Le Guatemala a commencé à mettre à jour sa politique forestière nationale après 27 ans de validité du cadre adopté en 1999, dans le but d'adapter la stratégie publique aux défis que le document original n'envisage pas, comme le changement climatique, l'atténuation, l'adaptation et la restauration des forêts, dans un pays dont la couverture forestière est tombée à 22,78% selon les mesures les plus récentes.
La revue est également présentée dans un scénario de fort déclin forestier à l’échelle nationale. Dans les années 1970, le Guatemala avait entre 65 et 70 % de couverture forestière, un niveau bien plus élevé qu'aujourd'hui.
Le processus a débuté par un atelier de socialisation et de validation avec les acteurs du secteur et a été réalisé par quatre institutions : l'Institut National des Forêts (INAB), le Conseil National des Aires Protégées, le Ministère de l'Environnement et des Ressources Naturelles et le Ministère de l'Agriculture, de l'Élevage et de l'Alimentation.
Les autorités de ces entités ont reconnu que la politique actuelle était en décalage avec le contexte environnemental actuel. L'objectif est de transformer la nouvelle version en un instrument stratégique qui répond aux besoins du pays et guide l'action institutionnelle pour placer le secteur forestier dans le développement économique, social et environnemental du Guatemala.

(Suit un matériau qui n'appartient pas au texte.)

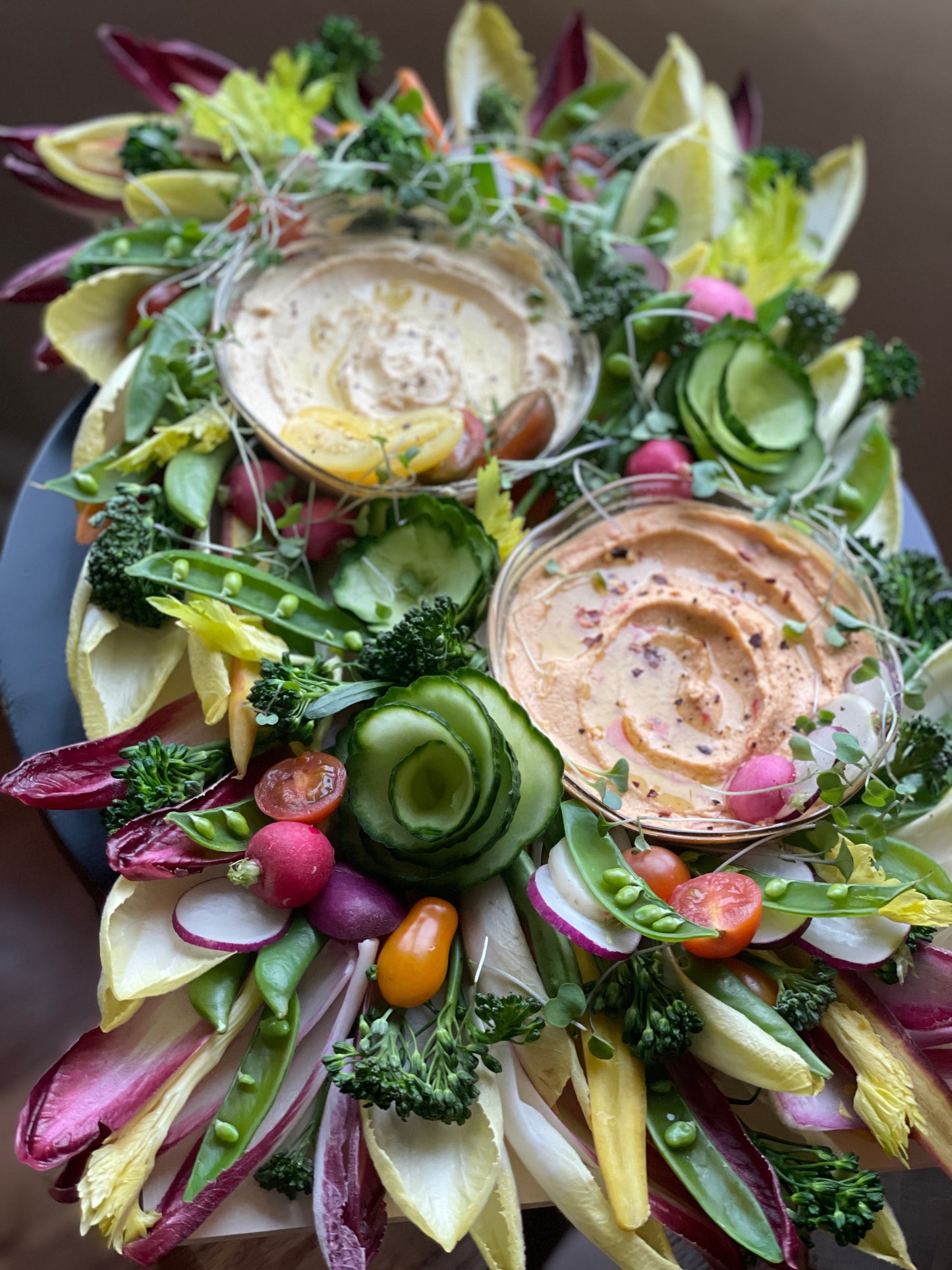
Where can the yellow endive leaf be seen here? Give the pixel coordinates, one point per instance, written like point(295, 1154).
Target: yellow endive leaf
point(737, 1047)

L'examen de la politique forestière se déroulera en cinq phases et commencera immédiatement par une analyse de la situation actuelle. Le dispositif de participation prévu comprend 10 ateliers régionaux de concertation territoriale et deux rencontres nationales.
Cette conception vise à donner à la nouvelle politique une base participative et représentative. La construction du document est proposée de manière articulée entre MAGA, MARN, INAB et CONAP, dans le but de coordonner la réponse de l'État aux problèmes qui affectent les forêts et les communautés qui en dépendent.
La politique forestière actuelle est définie par les institutions comme un document multisectoriel à portée nationale. Sa fonction a été de guider la gestion durable, la conservation et la récupération des ressources forestières du pays.
Parmi ses objectifs centraux figurent l'augmentation des bénéfices socio-économiques dérivés des écosystèmes forestiers, l'incorporation de ces biens et services dans l'économie nationale, la gestion des terres rurales et la protection de la biodiversité, de l'eau et des sols à travers une gestion forestière responsable.
Même si les autorités soutiennent que le cadre actuel doit être revu, elles soulignent également les résultats accumulés entre 1998 et 2025. Selon les données officielles, les programmes d'incitation à la foresterie ont permis de récupérer et d'incorporer 211 372 hectares à l'activité productive.
Dans le même temps, 583 804 hectares supplémentaires de forêts naturelles étaient protégés et restaurés. Ces résultats ont été attribués à des programmes tels que PINFOR et PROBOSQUE, visant à promouvoir le reboisement et la conservation de la forêt naturelle.
L'INAB, créé en 1997, est chargé d'exécuter la politique forestière en dehors des zones protégées. Au sein du système des aires protégées, la gestion de l’administration forestière correspond au CONAP.
La mise à jour repose sur une question centrale sur le rôle de la forêt dans le pays : non seulement en tant que ressource naturelle, mais aussi en tant que base d'activité productive et d'emploi rural. Le texte de référence indique que le secteur forestier représente environ 2,3% du Produit Intérieur Brut national et génère des dizaines de milliers d'emplois en milieu rural.
Dans ce cadre, les institutions proposent que la nouvelle politique doit répondre à des défis qui ont aujourd'hui plus de poids qu'il y a 27 ans. Il s’agit notamment de la restauration des paysages, de la conservation face à la réduction historique de la couverture forestière et de l’adaptation des communautés aux impacts environnementaux.
Le secrétaire exécutif du CONAP Igor De la Roca, la ministre de MAGA, María Fernanda Rivera et d'autres responsables ont participé au lancement du processus. L'ouverture formelle de la revue a marqué le début des travaux qui chercheront à redéfinir la politique forestière nationale sur la base de consultations territoriales et de validations avec les acteurs clés du secteur.